What Gear Should You Pack For Outdoor Martial Arts Training?

0 Posted by - August 13, 2020 - Training, Wisdom
outdoor martial arts training

Taking your martial arts training outside has always been a fun option for martial artists looking for a chance of pace during the summer months, but outdoor martial arts training has become more popular than ever this year. Social distancing restrictions are being eased in many parts of the world, but gyms remain off limits in many places. Even where gyms are open, not everyone might feel comfortable training in close contact in indoor spaces just yet. For martial artists who aren’t ready to return to the gym, but are interested in training with a trusted partner — or performing solo drills a recommended distance away from their classmates — parks and other open outdoor spaces provide a promising alternative. 

That doesn’t mean that we encourage everyone to run outside and train with their whole team right now. Our health and the health of those around us should be our number one priority. Part of being a good martial artist is being responsible to ourselves and our communities, after all. As long as you and your training partners are taking the right precautions and following all of the most current regulations and guidelines for your area, though, we’d like to help you get the most out of your outdoor martial arts training. 

Let’s start by looking at what you’ll need to pack for your outdoor martial arts class:

Mats

If you’re training in grappling arts like wrestling, Brazilian Jiu-Jitsu, Judo, and MMA, you’ll definitely want to put some padding between yourself and the ground. A set of four jigsaw mats will give you enough coverage to work on solo martial arts drills in outdoor spaces — and be small and portable enough for you to carry to and from your training location. For partner drills, aim to bring six to eight pieces.

Even if you’re training in striking arts like boxing or kickboxing, or focusing on standup techniques, it can’t hurt to bring a yoga mat or a couple of jigsaw mat pieces along to make your warmup and cooldown more comfortable. In addition, mats are a great visual cue for social distance martial arts training. It’s much easier to remember to stay at least six feet apart from your classmates when you’re all staying within the boundaries of your own mats. 

A Uniform or Change of Clothes

One of the downsides to outdoor martial arts training is that it is very unlikely that you’ll have access to the same changing facilities that you’d have in a traditional gym setting. In addition to how you’ll clean up post-training (which we’ll talk about in more detail later in this post), this will also change what you can wear during training. Unless you’re travelling by car — and you can park somewhere relatively private and you feel comfortable fully changing in your car — you will likely be training in at least some of the same clothes you will wear to and from the location. So plan your outfit accordingly.

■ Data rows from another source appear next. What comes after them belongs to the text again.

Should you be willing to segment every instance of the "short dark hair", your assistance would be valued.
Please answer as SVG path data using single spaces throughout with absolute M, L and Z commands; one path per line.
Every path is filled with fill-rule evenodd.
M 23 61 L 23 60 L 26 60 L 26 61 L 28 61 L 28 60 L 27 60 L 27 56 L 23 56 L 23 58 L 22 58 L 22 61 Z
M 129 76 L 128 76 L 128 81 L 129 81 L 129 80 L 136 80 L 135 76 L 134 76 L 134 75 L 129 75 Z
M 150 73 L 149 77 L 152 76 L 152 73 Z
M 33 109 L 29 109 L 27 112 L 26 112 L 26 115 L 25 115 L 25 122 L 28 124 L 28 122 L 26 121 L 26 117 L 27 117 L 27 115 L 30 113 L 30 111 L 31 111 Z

If you’re training in a martial arts uniform, it will probably be most convenient for you to go to and from class in a rash guard or workout top and shorts that fit comfortably under your gi, dubok, or Thai shorts. That way you can wear your uniform overtop for class, pack it away again when you’re done, and properly change and clean your gear when you get home. If you’re training in workout wear, you have the option of staying in that, or packing loose-fitting clothes like a shirt and warmup pants that you can quickly and discreetly throw on top afterwards. 

outdoor martial arts

Portable Training Gear

Another challenge that comes with martial arts training in outdoor spaces is that you won’t have access to all of the same training gear that you’d have in a gym, like heavy bags, professional grade throwing dummies, or communal focus pads. So unless you’re strictly working on bodyweight training in your outdoor martial arts classes, you will probably need to pack your own. To make your setup and transport as easy as possible, keep it simple. Pick one or two smaller pieces of equipment, like focus pads, or a smaller, homemade training dummy. Bring your biggest ideas about how to use that gear along, too. Our tools might be limited right now, but our minds aren’t. 

outdoor martial arts

Sanitizer, Wipes, and PPE

In a traditional martial arts gym in more normal times, we can and should shower after class. And clean our gear as soon as we get home. With outdoor martial arts training, the shower has to wait until we get home. But there are steps that we can take to practice the best hygiene we can until a full wash is possible. Including a package of sterilizing wipes and/or a bottle of hand sanitizer and using them regularly throughout your outdoor training will help to protect your health and your training partners’ health. Packing a set of baby wipes or moist towelettes can also help you freshen up after class. 

It’s also a good idea to include a few spare disposable masks in your training gear, just in case something happens to the one(s) you’re wearing to and from — and possibly during — training. Or to help out any classmate who might need an extra. 

outdoor martial arts

A Gear Bag

Finally, you’ll need something that can carry all of the above. Or almost all of the above. A ProForce gear bag will safely store — and ventilate! — everything you’ll need for your outdoor martial arts training. You’ll just have to carry those jigsaw mats separately.